Click Add permissions, Attach policies
Type s3f
in the Other permissions policies
search and you should see AmazonS3FullAccess
. Check that policy and click Add permissions
.
You should get a message that the policy was attached to the role and you should see the two policies the role has listed.
Now let's set up our named-paths.
Back in your local Python project let's setup our named-paths. If you have named-paths already loaded you can use those. But supposing we don't have any already loaded? Let's see what to do.
First fire up the CLI to make sure we have config.ini
and other assets created. Do:
Select quit
. We just needed to give CsvPath the chance to generate a config file.
Open config/config.ini
and make one change.
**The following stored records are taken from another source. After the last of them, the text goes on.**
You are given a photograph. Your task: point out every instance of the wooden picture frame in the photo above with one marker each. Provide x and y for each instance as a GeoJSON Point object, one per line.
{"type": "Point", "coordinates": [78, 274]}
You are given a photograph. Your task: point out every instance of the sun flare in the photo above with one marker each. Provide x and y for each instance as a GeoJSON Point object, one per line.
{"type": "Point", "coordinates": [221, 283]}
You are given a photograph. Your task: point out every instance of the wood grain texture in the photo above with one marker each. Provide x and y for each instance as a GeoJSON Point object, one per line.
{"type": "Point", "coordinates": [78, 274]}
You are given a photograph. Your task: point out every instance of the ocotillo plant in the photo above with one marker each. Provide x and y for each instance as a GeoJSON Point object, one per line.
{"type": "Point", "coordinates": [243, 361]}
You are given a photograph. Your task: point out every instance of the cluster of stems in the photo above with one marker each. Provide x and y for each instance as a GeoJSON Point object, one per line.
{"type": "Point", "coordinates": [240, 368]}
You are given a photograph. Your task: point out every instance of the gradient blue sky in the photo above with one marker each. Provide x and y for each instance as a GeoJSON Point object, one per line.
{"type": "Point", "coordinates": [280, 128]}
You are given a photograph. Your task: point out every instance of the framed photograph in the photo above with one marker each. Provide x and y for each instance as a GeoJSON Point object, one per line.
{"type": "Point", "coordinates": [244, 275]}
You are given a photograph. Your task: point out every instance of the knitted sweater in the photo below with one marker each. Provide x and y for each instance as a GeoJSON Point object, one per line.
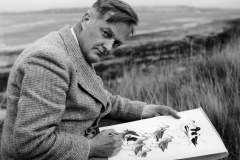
{"type": "Point", "coordinates": [55, 101]}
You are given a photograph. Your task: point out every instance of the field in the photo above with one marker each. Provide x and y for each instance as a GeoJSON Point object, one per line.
{"type": "Point", "coordinates": [212, 83]}
{"type": "Point", "coordinates": [181, 57]}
Set [inputs] csvpaths
equal to your named-paths location in your CsvPath assets bucket. It will be the same path as you used in [inputs] csvpaths
in your lambda's config.ini
. It might look like:
Everything else is fine as-is. Remember to make sure you have your secret key and access key environment variables setup. AWS looks for AWS_ACCESS_KEY_ID
and AWS_SECRET_ACCESS_KEY
.
Now create a simple csvpath called orders.csvpath
. Put it in a named_paths
directory at the root of your project. Since the point here is to wire up AWS let's just go super trivial on the CsvPath Language. Create the file with:
This path will be named hello-world
and it will print hello world!
once for every line of every file it sees.
Now fire up the CLI again and let's push the named-paths to S3. Do poetry run cli
again.
Select named-paths
Select add named-paths
Type in orders
as the name of the named-paths group
Pick file
Drill down to select ./named_paths/orders.csvpath
There should be a brief pause as your file uploads. Then you should be able to see it in S3 under the named_paths
directory.
Now we're ready to test an inbound file arrival.
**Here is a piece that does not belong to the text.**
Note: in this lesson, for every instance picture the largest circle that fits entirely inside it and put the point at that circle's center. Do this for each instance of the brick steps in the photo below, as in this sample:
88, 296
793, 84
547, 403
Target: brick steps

Testing this setup is easy. Just navigate to your S3 bucket and upload a file.
You should see a log begin spooling in the lambda's Monitor
tab. And you can watch your results bucket to see that you successfully staged your named-file and created the named-paths group results.
There are many ways to optimize this setup. What you have is the quick-get-something-working version. Now that you can see CsvPath basically working, you can think about how to iteratively improve your solution.